Toda uma esfera de ruídos se mescla entretanto. O escorrer paciente de umas quantas gotículas de água transparente, inunda, além dos olhos dilatados, a atmosfera de cores que se adensa à meia-luz e, os sorrisos difíceis de controlar porém fáceis de deslindar, temperam-lhes as faces. Não sentem senão um arroubo involuntário assomar-se-lhes ao corpo e, mal amanhados como estão na beira da estreita cama, diminuem os espaços vazios do pequeno círculo que os três formavam, unindo-se num abraço apertado sob o qual encerram as dúvidas e as querelas que, bem sabem, o tempo e o peso da idade em Melissa ainda lhes trará.

Como que perscrutando do lado oposto da parede o enleio que aqui se define, eis que surge correndo na dianteira de uma Matilde enrubescida e atarantada, o membro que completará, em questão de segundos, o futuro quinteto.
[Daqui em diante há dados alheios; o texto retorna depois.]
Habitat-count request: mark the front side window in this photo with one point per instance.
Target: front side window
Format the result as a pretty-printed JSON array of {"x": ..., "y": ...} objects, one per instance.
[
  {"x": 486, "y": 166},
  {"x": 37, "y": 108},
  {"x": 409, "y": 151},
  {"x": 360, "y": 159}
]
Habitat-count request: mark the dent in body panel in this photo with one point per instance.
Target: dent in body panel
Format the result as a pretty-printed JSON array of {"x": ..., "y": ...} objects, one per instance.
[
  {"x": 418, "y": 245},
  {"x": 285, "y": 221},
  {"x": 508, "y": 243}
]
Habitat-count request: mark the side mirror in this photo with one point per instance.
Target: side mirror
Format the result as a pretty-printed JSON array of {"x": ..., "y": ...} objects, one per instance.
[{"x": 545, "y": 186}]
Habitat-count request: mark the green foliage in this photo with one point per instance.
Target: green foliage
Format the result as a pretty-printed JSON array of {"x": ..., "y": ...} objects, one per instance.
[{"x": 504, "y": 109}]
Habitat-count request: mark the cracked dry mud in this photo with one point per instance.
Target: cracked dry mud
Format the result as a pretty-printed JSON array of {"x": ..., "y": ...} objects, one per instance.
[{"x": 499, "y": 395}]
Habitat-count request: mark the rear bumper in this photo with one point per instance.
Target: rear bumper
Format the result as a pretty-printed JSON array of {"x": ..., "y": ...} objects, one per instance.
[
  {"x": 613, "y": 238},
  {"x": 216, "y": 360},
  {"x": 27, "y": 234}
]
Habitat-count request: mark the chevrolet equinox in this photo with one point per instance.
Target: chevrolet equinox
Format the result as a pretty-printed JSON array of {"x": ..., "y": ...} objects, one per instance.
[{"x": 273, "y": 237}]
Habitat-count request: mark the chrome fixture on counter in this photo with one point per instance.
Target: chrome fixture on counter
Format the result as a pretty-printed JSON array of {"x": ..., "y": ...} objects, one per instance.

Trazendo somente vestido o robezinho de felpo azul claro, espalhando atrás de si um trilho aquático que a humidade do corpo por enxugar vai largando, Francisco entra no cómodo disparado, gargalhando e em típica euforia de quem reconhece a travessura que fizera. A alegria do menino contagia a todos e, num ápice, a aura do quarto abre-se como um arco-íris rasgando as nuvens.

Nada há de mais humano do que o sentir e, esse, em toda a sua plenitude ambígua e que os humanos tendem a tornar complexo, não se confina na pele, sangue ou genética. Aqui as leis básicas da natureza são inerentes ao pulsar desordenado do coração, não se controla, não se escolhe, apenas… se sente e, desta forma, nascem todos os filhos do coração, como Melissa e tantos outros.